After firm discussions, the mom’s boyfriend agreed to set limits. They decided he would no longer take personal calls while at work and would inform his ex that late-night calls would only be for emergencies. There were concerns about potential repercussions, like the ex withholding time with their son out of spite, but the parent felt resolute that disrespect wouldn’t be tolerated.

It’s common in blended families to navigate complex emotions and past histories. Some Reddit users noted that setting boundaries often feels uncomfortable but is crucial for maintaining a healthy relationship. They emphasized the importance of clear communication to ensure everyone knows their role and responsibilities.

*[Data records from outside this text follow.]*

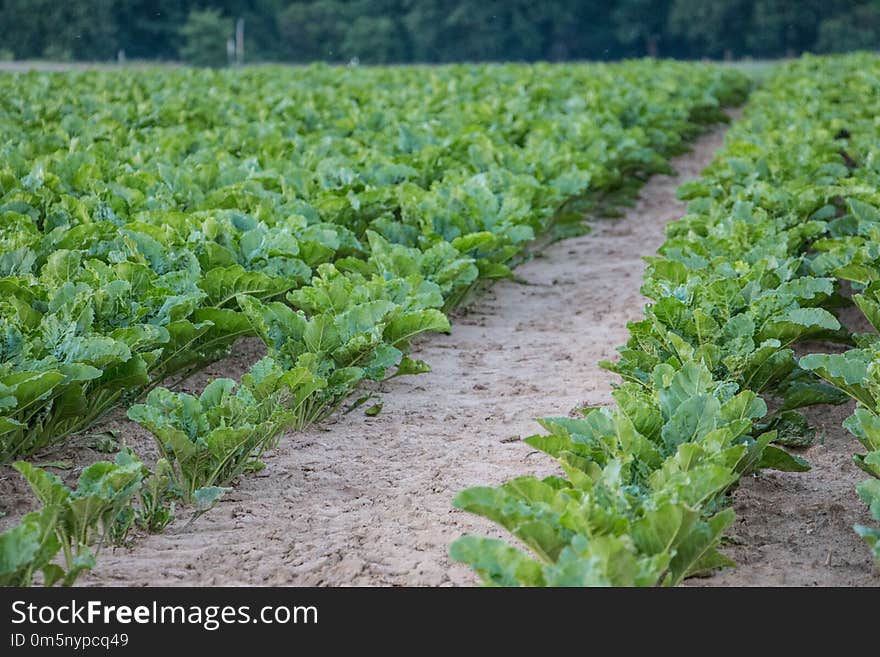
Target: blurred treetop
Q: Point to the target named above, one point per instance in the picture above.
(387, 31)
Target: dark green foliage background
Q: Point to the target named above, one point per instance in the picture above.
(397, 31)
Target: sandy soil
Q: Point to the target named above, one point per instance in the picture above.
(795, 529)
(367, 501)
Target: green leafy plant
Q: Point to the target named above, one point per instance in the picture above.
(208, 441)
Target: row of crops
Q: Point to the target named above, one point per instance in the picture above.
(782, 232)
(149, 219)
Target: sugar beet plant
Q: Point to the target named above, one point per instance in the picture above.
(146, 217)
(71, 521)
(209, 440)
(786, 212)
(149, 219)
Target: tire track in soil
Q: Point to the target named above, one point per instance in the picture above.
(367, 501)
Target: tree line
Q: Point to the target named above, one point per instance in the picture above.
(400, 31)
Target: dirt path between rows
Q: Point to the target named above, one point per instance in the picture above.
(367, 501)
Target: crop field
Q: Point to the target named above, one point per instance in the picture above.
(288, 326)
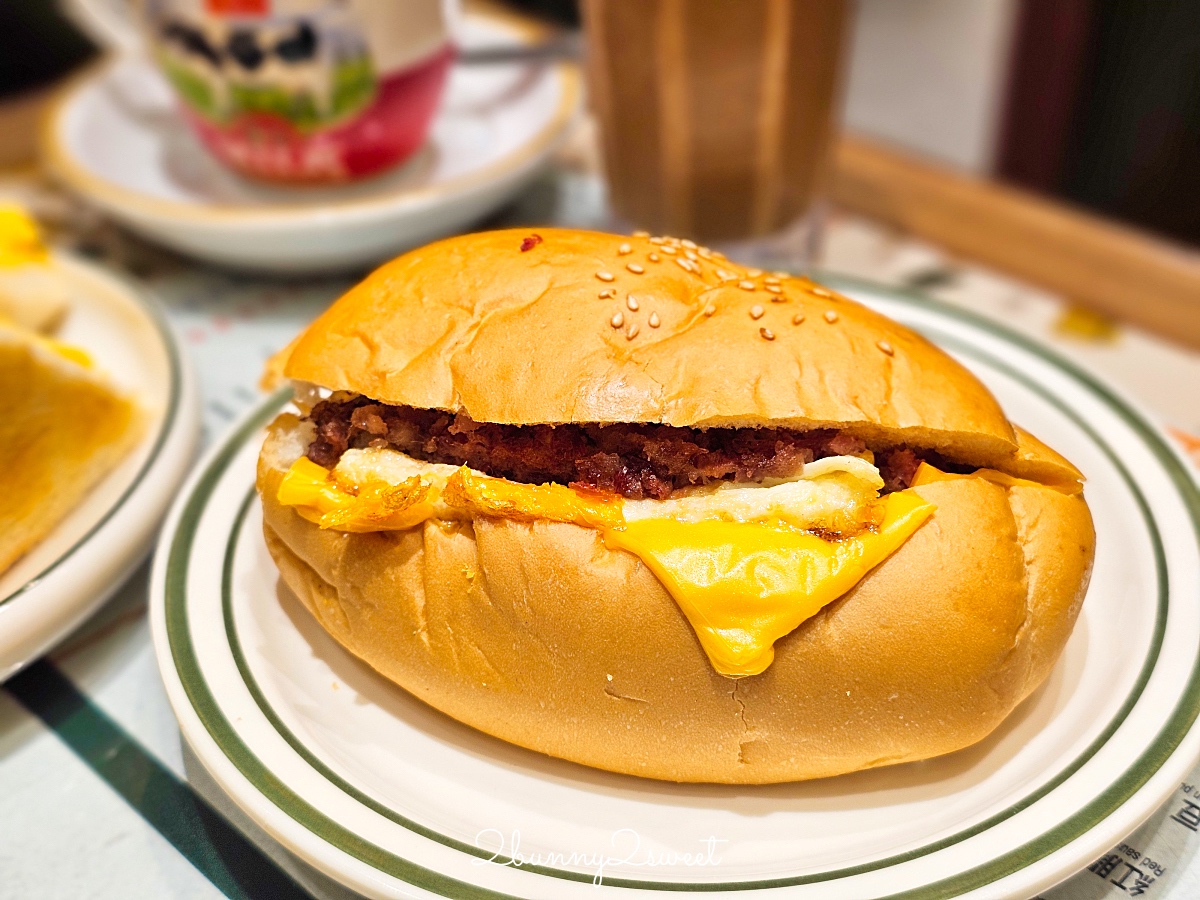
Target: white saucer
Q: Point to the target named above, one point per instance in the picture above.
(115, 138)
(66, 576)
(395, 799)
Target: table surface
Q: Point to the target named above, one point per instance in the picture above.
(99, 797)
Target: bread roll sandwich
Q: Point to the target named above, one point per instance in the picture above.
(630, 504)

However, not everyone shared the same view. A few commenters cautioned against pushing too hard, fearing it might spark unnecessary drama or resentment. They suggested finding a delicate balance that accounts for the child’s well-being, hinting that her boyfriend’s fear of disrupting the current harmony shouldn’t completely overshadow her discomfort.

As the mom settled into these new boundaries, she couldn’t shake off an unsettling thought: would her boyfriend’s ex respect these limits, or would she escalate her behavior? While the conversation offered some clarity, the realities of co-parenting often bring unpredictable challenges. It left the mom pondering how to maintain peace while ensuring their relationship remains intact.

In the end, the situation raises questions for many who navigate similar waters. How can boundaries be set without igniting past tensions? What should co-parenting cooperation look like to ensure all parties feel respected? These lingering thoughts could pave the way for future discussions, reminding everyone that blended families require ongoing negotiation and clear communication.